One of the most common inputs for automatic signal processing in technologies. Temperature is also one of the most important quantities to affect conditions and processes in nature, generally.
Metal resistance temperature sensors – the most frequently used methods of measuring in practice. The principle of metal resistance thermometers is the dependence of clear metal upon temperature, the resistance of metal raises almost proportionally to the absolute temperature.
Sensor Material |
Measuring Range (°C) |
Temperature Coefficient of Resistance |
Pt |
–200 to +850 |
3.85 to 3.93 |
Ni |
–60 to +180 |
6.17 to 6.70 |
Cu |
–200 to +200 |
4.26 to 4.33 |
Sensors made of amorphous polycrystalline semiconductors, the so-called thermistors (thermally sensitive resistor). The dependence of electric resistance of material on temperature is used. The principle of semiconductor conductance is different, which relates to different behaviour and with different properties of these sensors. The resistance of semiconductor material weakens with growing temperature
Thermistors NTC (Negative Temperature Coefficient) have a negative temperature resistance rate, which corresponds with the mentioned description. For the use where sensor speed is important, miniature, so-called bead thermistors are interesting, as their little heat capacity shortens the time invariable of the sensor to seconds. The usual temperature scopes are -50 to 150 °C, and special ceramic thermistors for extreme temperatures (from i.e. 4 K to 1 000 °C) are also manufactured.
These are made of silicon, germanium or indium.
For temperature measurement they use thermojunctions which consist of two conductors of two different metal materials A and B, and which are conductively connected at both ends. At the temperature difference tm and ts of the second connection, thermoelectric tension and thermoelectric current generate.
Works on the basis of a physical effect, where matter owing to thermal motion of elementary parts emits energy in the form of electromagnetic radiation in the part of the spectrum, which is called infrared, but also in the visible part of the luminous spectrum.

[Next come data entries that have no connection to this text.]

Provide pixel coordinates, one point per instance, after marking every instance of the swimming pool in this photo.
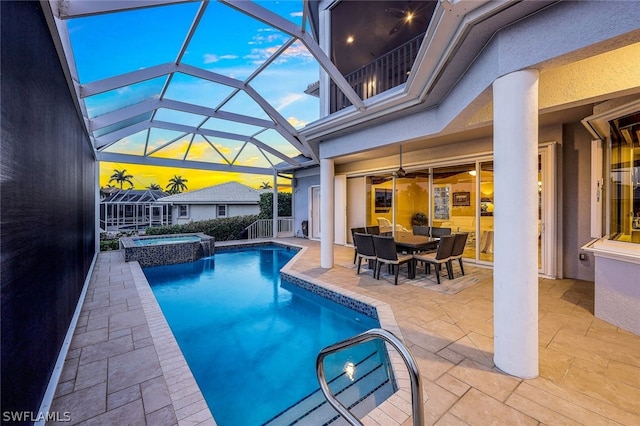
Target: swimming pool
(154, 241)
(250, 340)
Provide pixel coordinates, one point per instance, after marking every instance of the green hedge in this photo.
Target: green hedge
(223, 229)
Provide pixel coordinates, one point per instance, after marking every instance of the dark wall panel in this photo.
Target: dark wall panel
(47, 205)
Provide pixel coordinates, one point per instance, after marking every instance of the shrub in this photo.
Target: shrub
(111, 240)
(223, 229)
(266, 205)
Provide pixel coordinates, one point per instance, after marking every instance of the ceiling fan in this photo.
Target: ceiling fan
(410, 14)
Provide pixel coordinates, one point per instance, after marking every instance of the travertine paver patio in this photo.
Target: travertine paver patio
(123, 367)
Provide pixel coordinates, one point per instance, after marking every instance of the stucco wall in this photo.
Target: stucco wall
(301, 198)
(576, 206)
(48, 206)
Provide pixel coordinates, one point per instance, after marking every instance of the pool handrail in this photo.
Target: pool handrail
(374, 333)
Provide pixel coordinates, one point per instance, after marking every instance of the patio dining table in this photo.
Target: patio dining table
(413, 244)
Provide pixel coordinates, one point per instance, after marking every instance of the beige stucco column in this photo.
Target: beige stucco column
(515, 271)
(327, 173)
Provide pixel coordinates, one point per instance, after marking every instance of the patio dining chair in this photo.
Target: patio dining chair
(437, 258)
(355, 247)
(365, 250)
(387, 253)
(458, 248)
(373, 230)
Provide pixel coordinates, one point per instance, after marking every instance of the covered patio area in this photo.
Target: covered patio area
(589, 369)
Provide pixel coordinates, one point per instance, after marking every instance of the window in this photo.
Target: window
(624, 179)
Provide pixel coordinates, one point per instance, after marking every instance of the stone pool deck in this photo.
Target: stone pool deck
(124, 367)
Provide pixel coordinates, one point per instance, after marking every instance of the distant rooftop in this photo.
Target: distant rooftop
(228, 193)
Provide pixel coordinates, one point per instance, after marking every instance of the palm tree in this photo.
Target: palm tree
(121, 176)
(177, 184)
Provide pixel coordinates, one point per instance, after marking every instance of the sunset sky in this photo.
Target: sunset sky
(143, 176)
(227, 43)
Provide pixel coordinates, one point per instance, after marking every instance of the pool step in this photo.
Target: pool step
(360, 396)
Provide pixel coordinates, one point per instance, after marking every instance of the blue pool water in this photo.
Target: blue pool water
(250, 340)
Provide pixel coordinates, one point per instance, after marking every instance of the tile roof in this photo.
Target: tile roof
(227, 193)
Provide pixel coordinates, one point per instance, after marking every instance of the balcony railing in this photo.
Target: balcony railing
(388, 71)
(263, 228)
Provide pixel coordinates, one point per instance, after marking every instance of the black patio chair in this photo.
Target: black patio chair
(355, 248)
(458, 249)
(386, 252)
(437, 258)
(365, 250)
(373, 230)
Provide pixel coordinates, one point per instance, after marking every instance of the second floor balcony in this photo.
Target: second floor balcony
(386, 72)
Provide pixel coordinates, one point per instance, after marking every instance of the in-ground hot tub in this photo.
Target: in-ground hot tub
(167, 249)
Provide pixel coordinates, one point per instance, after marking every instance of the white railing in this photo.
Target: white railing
(263, 228)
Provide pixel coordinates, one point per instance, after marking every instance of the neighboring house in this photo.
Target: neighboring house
(132, 209)
(224, 200)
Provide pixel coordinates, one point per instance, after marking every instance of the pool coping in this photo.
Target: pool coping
(189, 403)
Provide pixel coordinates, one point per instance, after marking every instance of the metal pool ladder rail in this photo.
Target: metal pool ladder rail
(374, 333)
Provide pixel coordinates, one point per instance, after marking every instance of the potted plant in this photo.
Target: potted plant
(419, 219)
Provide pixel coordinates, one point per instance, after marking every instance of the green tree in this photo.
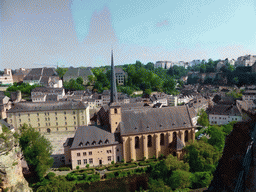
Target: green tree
(80, 80)
(201, 179)
(203, 118)
(179, 179)
(36, 150)
(172, 163)
(61, 71)
(158, 186)
(217, 138)
(201, 156)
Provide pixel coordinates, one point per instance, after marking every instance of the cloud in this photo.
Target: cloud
(162, 23)
(101, 29)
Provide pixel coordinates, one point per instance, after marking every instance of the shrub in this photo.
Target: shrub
(201, 179)
(110, 175)
(50, 175)
(179, 179)
(63, 169)
(71, 177)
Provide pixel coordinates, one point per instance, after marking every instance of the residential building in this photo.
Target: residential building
(247, 60)
(5, 104)
(195, 62)
(172, 100)
(7, 78)
(74, 73)
(40, 94)
(47, 77)
(49, 116)
(19, 74)
(223, 114)
(249, 95)
(131, 132)
(164, 64)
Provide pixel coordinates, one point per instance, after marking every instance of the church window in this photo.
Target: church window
(174, 136)
(162, 139)
(186, 136)
(137, 142)
(149, 141)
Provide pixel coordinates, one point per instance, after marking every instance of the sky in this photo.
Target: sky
(38, 33)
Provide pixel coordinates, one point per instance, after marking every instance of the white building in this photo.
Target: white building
(223, 114)
(7, 77)
(249, 95)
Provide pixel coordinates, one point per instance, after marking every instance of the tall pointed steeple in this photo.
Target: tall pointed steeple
(113, 97)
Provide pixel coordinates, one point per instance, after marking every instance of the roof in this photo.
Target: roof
(77, 72)
(155, 119)
(46, 106)
(224, 110)
(47, 90)
(93, 136)
(36, 73)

Principle of a bolometer is that the electric resistance of the bolometer changes in dependence on its temperature which depends on the quantity of the incident infrared radiation. The change of the bolometer’s resistance therefore characterises the amount of the incident infrared radiation. Thermal insulation from the surroundings is essential. Microbolometer integrates more resistance facets on one face and in conclusion it enables a 2D thermoimage display of the radiating objects in front of the detector. Devices of many categories are nowadays available ranging from a simple one-point manual infra-thermometer up to thermocameras using the above mentioned principles with highly sophisticated digital control.
The main benefit is the contactless measuring. Other benefits are numerous, for example the possibility of measuring moving objects or possibility of 2D depiction, i.e. thermovision.